So far this year has been positive for gold compared to the past couple of years. Reasons behind this are the current market uncertainty and unconventional monetary policies that have continued to support the prices of Gold along with central banks and ETF’s demand for gold has given a boost to Gold prices.
Gloom over the global economic outlook and concern over central banks’ firepower, uncertainty about China’s economic recovery and growing volatility ahead of the UK’s EU referendum next month are adding fuel to the fire.
Gold price action has been erratic at the start of the new trading month. At the start of May, gold surged to $1303, its strongest since January 2015, but earlier last week fell to a two-week low of $1257 and currently trading around $1250.
Precious metals showed a firm up move at the start of the week, with prices up an average of 0.7 percent, gold prices were up 0.5 percent at $1,271. But it has slowly faded and the down move has begun which could be due to the fact that over-extended gross fund long positions in Gold and Silver have made the markets vulnerable to a spate of profit-taking.

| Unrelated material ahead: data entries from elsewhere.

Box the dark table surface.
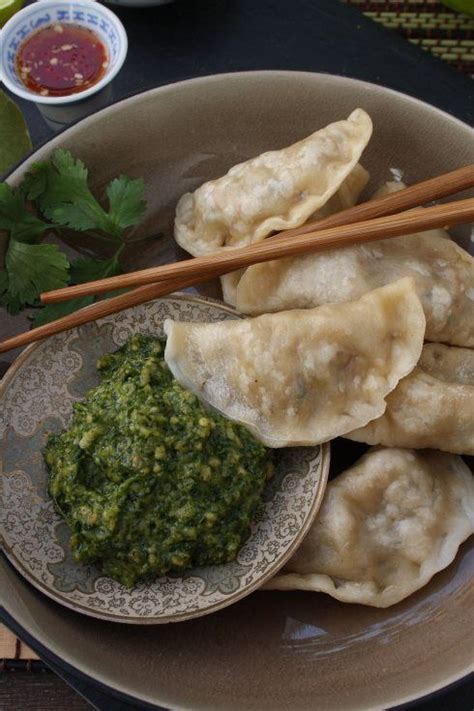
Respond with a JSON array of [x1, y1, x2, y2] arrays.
[[9, 0, 474, 145], [1, 0, 473, 708]]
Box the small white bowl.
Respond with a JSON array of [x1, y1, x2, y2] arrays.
[[0, 0, 128, 106]]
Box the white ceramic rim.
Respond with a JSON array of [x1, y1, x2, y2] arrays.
[[0, 0, 128, 105], [1, 70, 473, 711]]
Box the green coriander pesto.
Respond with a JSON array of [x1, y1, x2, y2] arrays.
[[44, 334, 273, 587]]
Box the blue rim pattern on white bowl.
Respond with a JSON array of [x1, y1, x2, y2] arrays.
[[0, 0, 128, 105]]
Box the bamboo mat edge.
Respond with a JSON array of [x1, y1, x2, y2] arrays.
[[0, 626, 38, 661]]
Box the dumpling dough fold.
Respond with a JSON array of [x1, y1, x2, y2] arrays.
[[234, 225, 474, 347], [164, 278, 425, 448], [347, 343, 474, 455], [264, 447, 474, 607], [220, 163, 369, 306], [175, 109, 372, 257]]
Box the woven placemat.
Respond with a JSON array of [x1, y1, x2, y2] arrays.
[[0, 626, 38, 666], [342, 0, 474, 76]]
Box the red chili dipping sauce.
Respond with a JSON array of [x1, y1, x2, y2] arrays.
[[16, 23, 108, 97]]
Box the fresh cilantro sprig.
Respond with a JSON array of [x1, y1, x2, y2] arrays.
[[1, 240, 69, 314], [0, 183, 49, 243], [31, 253, 124, 327], [0, 149, 147, 325], [0, 183, 69, 314], [23, 149, 146, 239], [69, 252, 124, 283]]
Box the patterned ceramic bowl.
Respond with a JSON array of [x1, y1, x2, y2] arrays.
[[0, 0, 127, 105], [0, 294, 330, 624]]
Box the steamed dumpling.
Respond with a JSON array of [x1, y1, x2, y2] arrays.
[[234, 222, 474, 348], [164, 279, 425, 448], [222, 176, 397, 308], [264, 447, 474, 607], [312, 162, 370, 219], [347, 343, 474, 455], [175, 109, 372, 257], [221, 162, 369, 306]]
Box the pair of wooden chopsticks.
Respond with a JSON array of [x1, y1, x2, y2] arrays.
[[0, 165, 473, 355]]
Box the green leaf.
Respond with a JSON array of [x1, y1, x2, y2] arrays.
[[107, 176, 146, 231], [26, 150, 146, 239], [0, 270, 8, 293], [70, 253, 123, 284], [0, 91, 32, 176], [0, 183, 49, 243], [21, 164, 48, 201], [27, 150, 90, 206], [3, 239, 69, 309], [47, 199, 113, 233], [26, 150, 115, 234], [31, 296, 94, 327], [0, 270, 22, 314], [31, 253, 123, 325]]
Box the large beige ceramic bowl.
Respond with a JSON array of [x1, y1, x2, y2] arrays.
[[1, 71, 473, 710]]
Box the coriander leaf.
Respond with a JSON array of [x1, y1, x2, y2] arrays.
[[0, 91, 32, 176], [70, 253, 123, 284], [32, 254, 123, 325], [4, 239, 69, 308], [29, 149, 90, 205], [0, 183, 49, 243], [26, 150, 147, 239], [0, 270, 8, 293], [32, 296, 94, 327], [47, 200, 114, 234], [106, 176, 146, 231], [26, 149, 117, 236], [21, 163, 47, 201], [0, 270, 22, 314]]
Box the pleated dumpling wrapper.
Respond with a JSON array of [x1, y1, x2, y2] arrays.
[[347, 343, 474, 455], [225, 177, 396, 309], [174, 109, 372, 257], [234, 207, 474, 348], [264, 447, 474, 607], [164, 278, 425, 448], [220, 162, 369, 306]]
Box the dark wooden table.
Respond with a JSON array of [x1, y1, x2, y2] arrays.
[[1, 670, 91, 710], [1, 658, 473, 710], [1, 0, 473, 708]]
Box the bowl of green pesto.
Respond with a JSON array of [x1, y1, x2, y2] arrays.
[[45, 333, 274, 588], [1, 295, 329, 623]]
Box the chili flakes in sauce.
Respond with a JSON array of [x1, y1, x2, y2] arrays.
[[16, 23, 108, 97]]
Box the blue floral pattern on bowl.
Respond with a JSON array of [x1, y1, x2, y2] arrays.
[[0, 0, 127, 103]]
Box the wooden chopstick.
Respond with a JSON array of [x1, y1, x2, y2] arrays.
[[1, 199, 473, 355], [42, 197, 474, 303], [0, 164, 472, 355], [268, 163, 474, 240], [0, 279, 199, 355], [39, 163, 474, 302]]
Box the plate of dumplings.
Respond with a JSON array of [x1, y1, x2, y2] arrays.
[[1, 71, 473, 711]]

The Fed minutes released yesterday caused an increase in Dollar strength. The statements proved to be more hawkish than the market expected where some FED members would look forward to a June month rate hike if the economic situation improves. Labour market conditions continue to improve and the inflation progress is towards the committee objective but the consistency is important for the next hike to take place.
But physical demand in India has been a major obstacle. High prices and industrial action in India led to a 19-percent drop in jewellery demand that could not be offset by seasonal buying and the increase around the traditional gold-buying festivals.
Other data released during the week that influenced gold prices were:
- In US data released Thursday, weekly unemployment claims during the week ending May 7 raised for the third straight week to 294,000, above the forecast of 270,000.
- Import prices month-over-month in April ticked up 0.3 percent, under the economic consensus of 0.6 percent.
- The weak US data had sent spot gold to as high as $1,281 overnight but the rally proved short-lived as it was soon sold down to the mid-$1,260’s.
The negative interest rate atmosphere in Europe and Japan, combined with uncertainty over the Chinese economy, anticipation of slower interest rate rises in the US and global stock market turmoil have proved to be in favour of gold.
The yellow metal along with Silver have been consolidating but are also holding up and what we need to watch is that whether it could suffer significant profit-taking given the extent of the long positions.
Until there is a sustained break above $1280, a new rally in Gold does not appear on the cards while Silver needs to break above $17.20. Currently, according to me in the Indian SPOT markets the Gold would trade in the range of INR 28,900 to INR 30,300 while in Silver the range would be INR 38,500 to INR 42,000.